En contrepartie, Canal+ peut continuer à diffuser des films de façon privilégiée, six mois après leur sortie en salles, en vertu du régime français de la «chronologie des médias». «Le cinéma est la première motivation à l’abonnement Canal+», souligne régulièrement le groupe audiovisuel à l’envergure mondiale. Les montants ont été fixés dans un accord conclu début 2025 et pour trois ans avec les organisations du cinéma. Il «prévoit, pour la première fois, une clause minimum de 255 pré-achats d’oeuvres cinématographiques de long métrage d’expression originale française» sur trois ans, s’étaient félicitées alors les organisations professionnelles. Le groupe, qui se déploie de la comédie populaire aux films à grand spectacle, a dans le même temps affirmé «amplifier» son engagement auprès des «films de la diversité», au budget inférieur à 4 millions d’euros. Les tractations avaient été tendues entre la filière cinématographique et Canal+, qui menaçait de fortement baisser ses investissements annuels face à l’offensive de la plateforme américaine Disney+ dans le 7e art hexagonal. Grâce à des investissements renforcés (25% de son chiffre d’affaires net annuel généré en France, au moins 70 films sur trois ans), Disney+ a obtenu une fenêtre de diffusion pour les films 9 mois après leur sortie, contre 17 jusqu’alors. Canal+ avait alors fait part de son mécontentement, évaluant à 35 millions d’euros le montant promis par Disney+, un chiffre non confirmé par le groupe américain.

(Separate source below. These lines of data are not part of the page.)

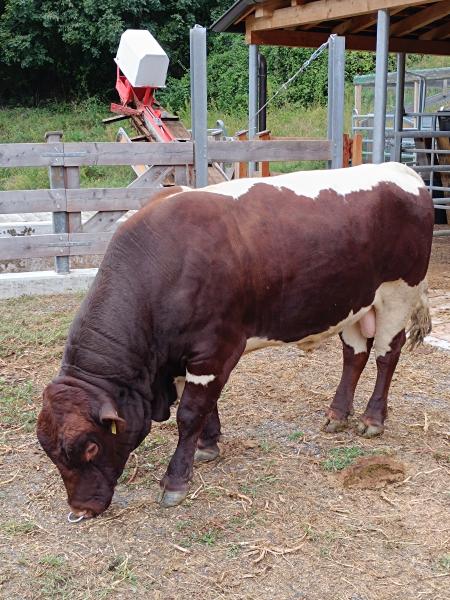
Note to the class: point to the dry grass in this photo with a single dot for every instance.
(267, 520)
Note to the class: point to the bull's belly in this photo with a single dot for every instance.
(365, 318)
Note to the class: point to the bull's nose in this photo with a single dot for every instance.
(78, 512)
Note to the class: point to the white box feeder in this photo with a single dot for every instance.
(141, 59)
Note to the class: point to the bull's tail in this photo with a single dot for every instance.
(420, 319)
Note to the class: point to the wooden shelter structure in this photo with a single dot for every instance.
(383, 26)
(417, 26)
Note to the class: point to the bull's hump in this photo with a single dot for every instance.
(342, 181)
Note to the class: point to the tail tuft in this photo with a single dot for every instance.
(420, 321)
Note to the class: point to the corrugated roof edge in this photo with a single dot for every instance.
(227, 20)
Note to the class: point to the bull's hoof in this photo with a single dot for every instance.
(206, 454)
(169, 498)
(335, 425)
(369, 430)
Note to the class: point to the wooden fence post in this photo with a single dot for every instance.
(61, 218)
(242, 167)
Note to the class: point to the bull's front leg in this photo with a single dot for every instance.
(207, 448)
(198, 425)
(356, 349)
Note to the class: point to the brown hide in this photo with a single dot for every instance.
(188, 279)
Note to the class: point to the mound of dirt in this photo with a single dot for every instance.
(373, 473)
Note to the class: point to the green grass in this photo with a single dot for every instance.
(16, 404)
(14, 528)
(339, 458)
(28, 323)
(79, 122)
(296, 436)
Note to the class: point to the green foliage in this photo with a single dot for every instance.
(65, 49)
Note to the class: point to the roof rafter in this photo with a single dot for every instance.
(438, 33)
(421, 18)
(313, 39)
(324, 10)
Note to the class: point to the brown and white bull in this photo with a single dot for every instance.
(197, 277)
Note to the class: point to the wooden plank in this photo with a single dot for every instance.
(75, 200)
(271, 150)
(31, 155)
(313, 39)
(32, 201)
(420, 19)
(58, 154)
(113, 153)
(106, 199)
(105, 220)
(54, 244)
(324, 10)
(34, 246)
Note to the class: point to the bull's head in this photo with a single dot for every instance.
(89, 443)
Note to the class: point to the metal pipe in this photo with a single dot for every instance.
(199, 106)
(252, 97)
(381, 72)
(399, 105)
(336, 125)
(262, 92)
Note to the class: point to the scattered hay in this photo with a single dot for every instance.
(373, 473)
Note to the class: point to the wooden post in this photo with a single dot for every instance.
(60, 219)
(242, 168)
(265, 165)
(347, 150)
(357, 158)
(72, 181)
(358, 98)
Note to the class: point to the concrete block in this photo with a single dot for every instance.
(38, 283)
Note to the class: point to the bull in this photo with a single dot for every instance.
(198, 277)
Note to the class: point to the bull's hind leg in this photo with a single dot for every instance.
(197, 415)
(356, 349)
(394, 303)
(372, 421)
(207, 448)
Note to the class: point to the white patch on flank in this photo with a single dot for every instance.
(179, 383)
(393, 304)
(342, 181)
(199, 379)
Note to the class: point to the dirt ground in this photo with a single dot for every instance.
(278, 516)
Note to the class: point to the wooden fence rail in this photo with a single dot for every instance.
(66, 201)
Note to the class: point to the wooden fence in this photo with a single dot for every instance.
(66, 200)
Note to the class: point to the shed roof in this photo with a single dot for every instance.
(419, 26)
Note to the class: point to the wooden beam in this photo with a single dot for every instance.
(270, 150)
(313, 39)
(357, 24)
(441, 32)
(324, 10)
(420, 19)
(267, 9)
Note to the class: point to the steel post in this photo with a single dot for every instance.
(336, 114)
(199, 106)
(399, 106)
(252, 98)
(381, 71)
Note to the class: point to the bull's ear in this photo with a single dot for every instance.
(90, 452)
(108, 414)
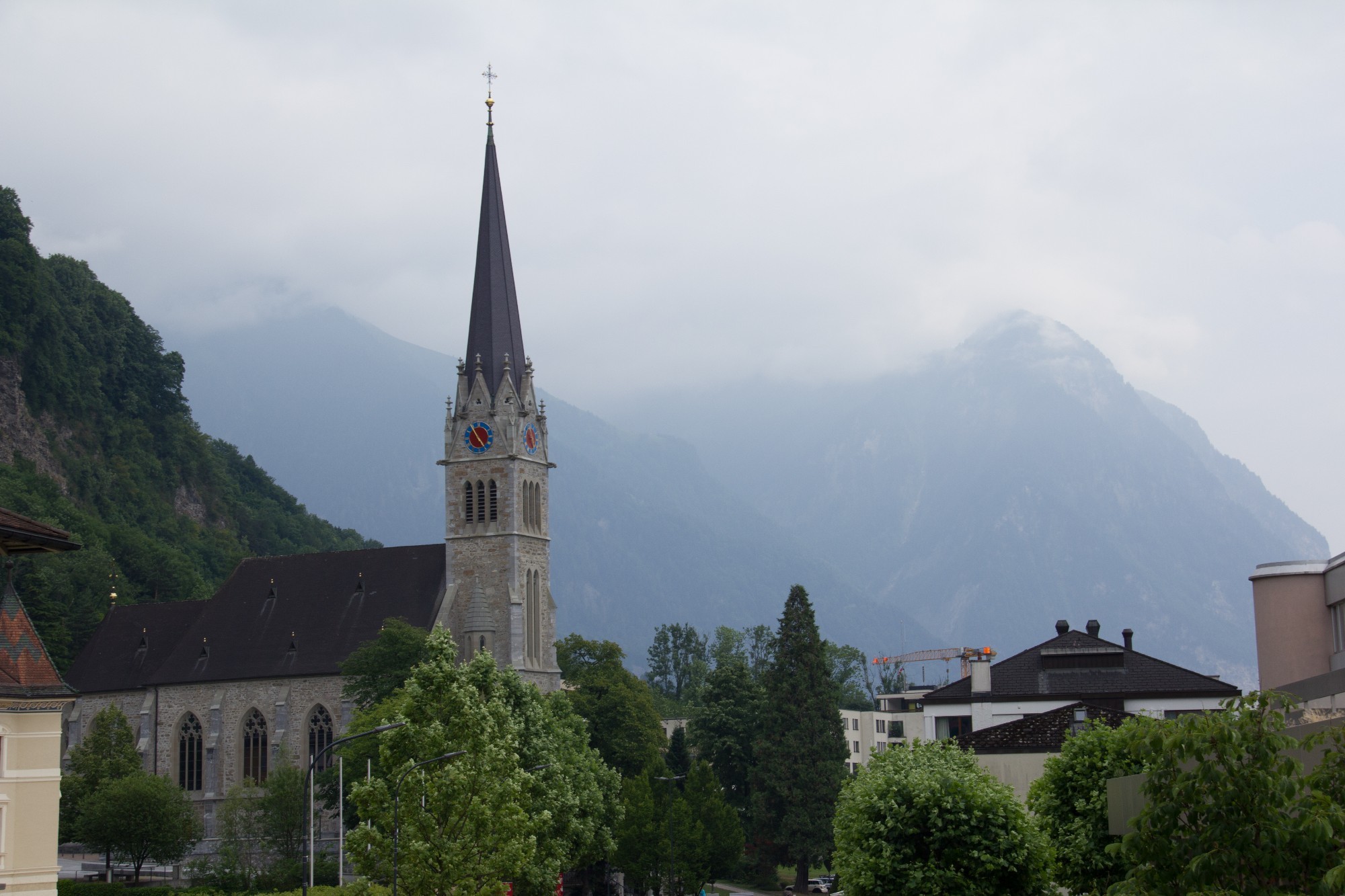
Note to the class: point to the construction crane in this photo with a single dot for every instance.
(965, 654)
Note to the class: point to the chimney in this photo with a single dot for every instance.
(981, 676)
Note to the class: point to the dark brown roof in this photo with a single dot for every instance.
(323, 607)
(24, 536)
(276, 616)
(1081, 666)
(26, 670)
(131, 643)
(1036, 733)
(494, 329)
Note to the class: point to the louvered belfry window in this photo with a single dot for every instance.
(189, 754)
(255, 747)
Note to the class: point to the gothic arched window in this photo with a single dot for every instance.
(255, 747)
(321, 737)
(533, 611)
(189, 752)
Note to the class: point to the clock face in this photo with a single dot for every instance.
(478, 438)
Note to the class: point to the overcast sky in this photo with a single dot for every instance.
(707, 190)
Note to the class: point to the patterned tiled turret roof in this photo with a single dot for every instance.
(26, 670)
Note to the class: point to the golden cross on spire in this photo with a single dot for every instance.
(490, 103)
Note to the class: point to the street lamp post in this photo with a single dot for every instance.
(309, 790)
(672, 853)
(397, 795)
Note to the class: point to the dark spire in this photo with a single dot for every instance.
(494, 330)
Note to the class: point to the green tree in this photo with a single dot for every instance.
(141, 817)
(380, 666)
(282, 821)
(241, 857)
(707, 840)
(619, 708)
(726, 724)
(106, 754)
(723, 830)
(482, 818)
(1070, 802)
(761, 649)
(679, 661)
(801, 749)
(849, 669)
(1229, 806)
(679, 758)
(728, 645)
(929, 821)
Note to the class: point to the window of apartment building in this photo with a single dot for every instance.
(946, 727)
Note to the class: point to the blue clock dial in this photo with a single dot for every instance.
(478, 438)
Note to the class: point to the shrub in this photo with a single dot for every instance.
(929, 821)
(1070, 802)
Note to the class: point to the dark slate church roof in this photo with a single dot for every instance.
(276, 616)
(131, 643)
(494, 330)
(1038, 733)
(1079, 666)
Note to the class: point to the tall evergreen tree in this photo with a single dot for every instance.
(801, 751)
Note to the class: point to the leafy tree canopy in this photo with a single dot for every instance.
(679, 661)
(1230, 809)
(489, 815)
(1070, 802)
(139, 818)
(929, 821)
(619, 708)
(106, 754)
(380, 666)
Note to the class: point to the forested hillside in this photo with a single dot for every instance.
(98, 438)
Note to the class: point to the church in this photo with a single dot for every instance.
(224, 689)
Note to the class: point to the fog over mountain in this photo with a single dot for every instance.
(352, 421)
(1000, 486)
(1009, 482)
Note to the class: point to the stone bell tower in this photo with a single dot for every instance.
(496, 459)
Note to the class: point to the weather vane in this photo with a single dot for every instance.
(490, 103)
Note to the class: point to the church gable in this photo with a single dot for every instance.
(275, 618)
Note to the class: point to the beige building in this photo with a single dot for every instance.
(1300, 611)
(898, 719)
(33, 698)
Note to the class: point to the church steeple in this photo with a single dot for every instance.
(494, 331)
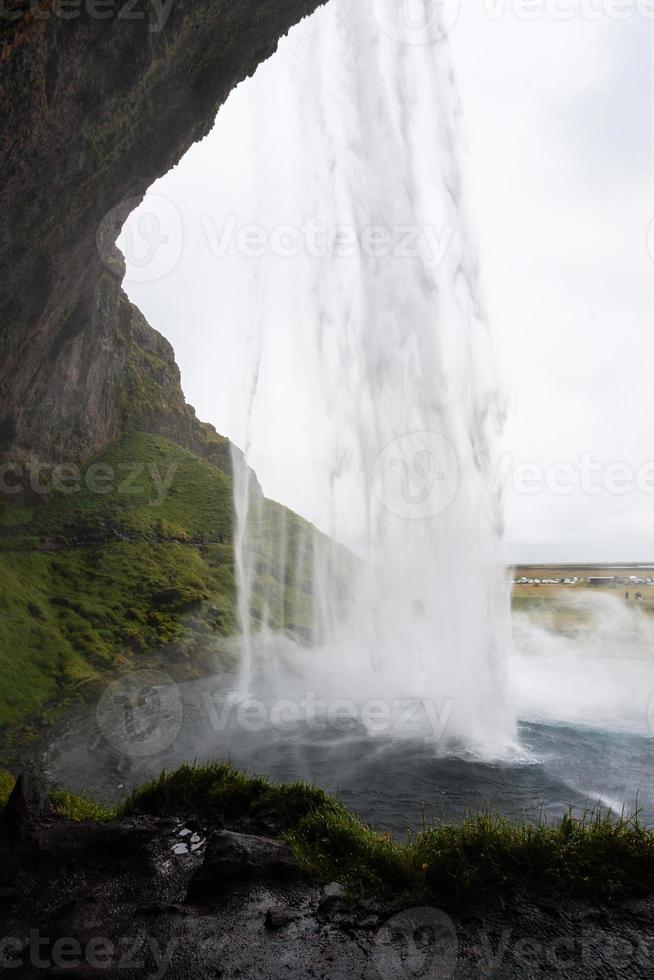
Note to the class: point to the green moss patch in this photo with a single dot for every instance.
(595, 856)
(129, 563)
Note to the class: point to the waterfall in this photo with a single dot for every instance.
(368, 349)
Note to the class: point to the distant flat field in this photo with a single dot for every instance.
(583, 573)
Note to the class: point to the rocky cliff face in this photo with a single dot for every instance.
(98, 100)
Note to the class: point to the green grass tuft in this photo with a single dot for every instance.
(7, 783)
(595, 856)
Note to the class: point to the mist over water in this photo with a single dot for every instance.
(381, 348)
(586, 660)
(390, 674)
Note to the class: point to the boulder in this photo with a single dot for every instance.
(232, 860)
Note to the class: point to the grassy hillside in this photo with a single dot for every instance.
(130, 562)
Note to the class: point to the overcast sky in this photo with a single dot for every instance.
(559, 164)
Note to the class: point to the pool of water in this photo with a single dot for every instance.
(392, 781)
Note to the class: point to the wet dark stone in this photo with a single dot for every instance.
(278, 918)
(234, 859)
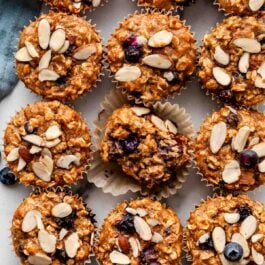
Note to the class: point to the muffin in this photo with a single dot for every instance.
(163, 4)
(231, 64)
(142, 231)
(59, 56)
(230, 149)
(151, 55)
(227, 230)
(73, 6)
(47, 144)
(52, 228)
(147, 148)
(242, 7)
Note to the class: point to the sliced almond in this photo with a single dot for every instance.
(45, 60)
(23, 55)
(72, 245)
(243, 64)
(231, 218)
(62, 210)
(140, 111)
(239, 239)
(241, 138)
(57, 39)
(157, 61)
(231, 172)
(128, 73)
(218, 136)
(219, 239)
(255, 5)
(44, 33)
(83, 53)
(31, 49)
(221, 76)
(117, 257)
(248, 45)
(47, 75)
(13, 155)
(221, 56)
(160, 39)
(248, 226)
(142, 228)
(47, 241)
(39, 259)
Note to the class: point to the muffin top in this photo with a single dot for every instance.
(151, 55)
(142, 231)
(227, 230)
(147, 148)
(59, 56)
(47, 144)
(52, 228)
(231, 64)
(230, 149)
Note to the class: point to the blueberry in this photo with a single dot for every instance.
(130, 144)
(233, 252)
(248, 159)
(7, 177)
(126, 224)
(244, 211)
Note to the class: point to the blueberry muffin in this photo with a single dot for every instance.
(231, 64)
(47, 144)
(147, 148)
(59, 56)
(227, 230)
(140, 232)
(151, 55)
(52, 228)
(230, 149)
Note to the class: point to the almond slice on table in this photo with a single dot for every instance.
(218, 136)
(44, 33)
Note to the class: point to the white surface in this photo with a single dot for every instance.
(201, 16)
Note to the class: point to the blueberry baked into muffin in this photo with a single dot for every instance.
(231, 64)
(225, 231)
(230, 149)
(140, 232)
(151, 55)
(59, 56)
(47, 144)
(52, 228)
(242, 7)
(73, 6)
(147, 148)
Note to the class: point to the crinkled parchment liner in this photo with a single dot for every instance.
(109, 176)
(119, 84)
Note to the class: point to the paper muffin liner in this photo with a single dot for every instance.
(110, 177)
(119, 85)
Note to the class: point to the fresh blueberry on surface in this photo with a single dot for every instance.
(233, 252)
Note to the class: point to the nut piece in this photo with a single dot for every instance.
(218, 136)
(221, 76)
(157, 61)
(117, 257)
(248, 45)
(44, 33)
(72, 244)
(231, 172)
(248, 226)
(221, 56)
(142, 228)
(160, 39)
(128, 74)
(219, 239)
(62, 210)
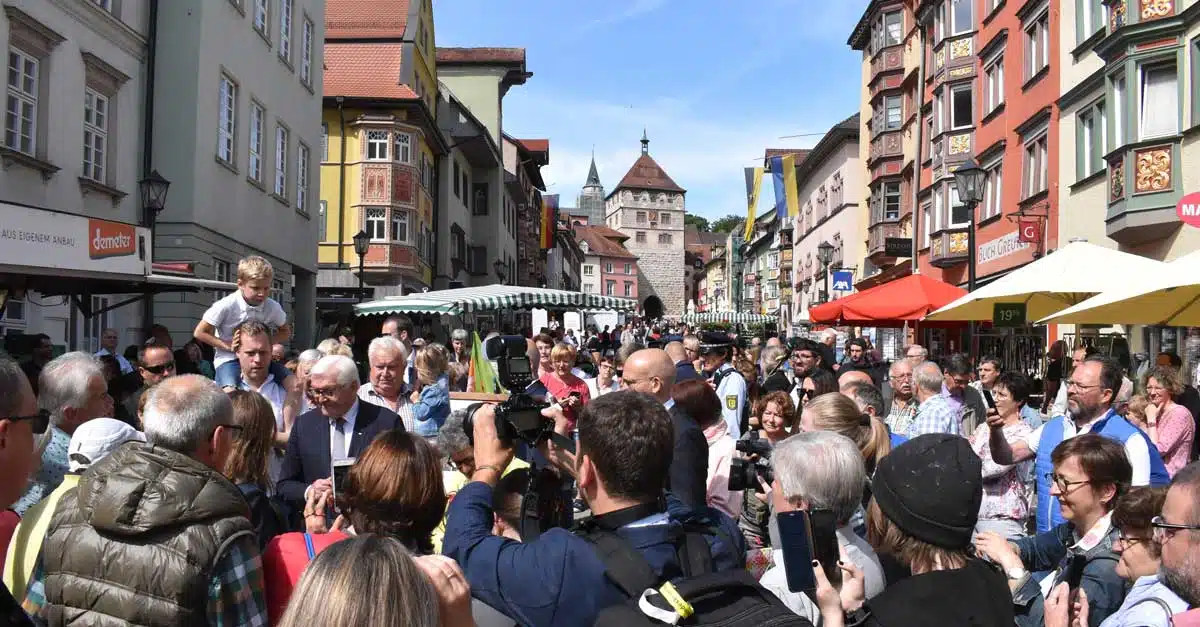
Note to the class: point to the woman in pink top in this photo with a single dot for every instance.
(1168, 424)
(696, 399)
(568, 389)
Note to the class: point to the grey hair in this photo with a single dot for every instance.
(184, 411)
(310, 357)
(387, 344)
(341, 366)
(928, 376)
(822, 467)
(64, 383)
(451, 439)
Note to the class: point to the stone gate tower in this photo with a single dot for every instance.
(648, 207)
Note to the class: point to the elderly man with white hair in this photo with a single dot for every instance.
(385, 388)
(820, 471)
(73, 389)
(340, 428)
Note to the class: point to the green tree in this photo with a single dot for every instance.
(727, 224)
(701, 224)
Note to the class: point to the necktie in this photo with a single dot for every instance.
(337, 445)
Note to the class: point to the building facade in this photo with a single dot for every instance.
(382, 149)
(649, 207)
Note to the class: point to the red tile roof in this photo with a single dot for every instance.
(647, 174)
(604, 242)
(481, 55)
(366, 71)
(366, 19)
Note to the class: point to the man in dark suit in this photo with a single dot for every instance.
(340, 428)
(652, 371)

«La question pour les organisations du cinéma (…) c’est: «Est-ce qu’elles préfèrent un modèle dans lequel Canal+ contribue largement (…) ou est-ce qu’elles veulent se libérer de cette dépendance, mais prendre le risque de perdre 150 ou 200 millions d’investissements du groupe Canal ?», avait alors lancé le patron de Canal. Canal+ détient son propre studio interne de cinéma et de télévision, StudioCanal, présenté comme leader en Europe. Il produit et distribue près de la moitié des 200 films et 80 séries du groupe chaque année, grâce à son réseau de 23 sociétés de production réparties en Europe et aux États-Unis.

Il est à l’origine notamment des films «Paddington» ou «L’Amour Ouf» et dispose d’une bibliothèque de plus de 9.400 titres. Canal+ est présent à toutes les étapes de la vie d’un film, de son préfinancement jusqu’à sa distribution et son exploitation en salle. Le groupe a ainsi acquis en septembre 34% du capital d’UGC, le réseau de salles qu’il espère contrôler dans sa totalité à partir de 2028. Canal+ indique, par ailleurs, être derrière 49 films à Cannes, dont 13 en compétition cette année.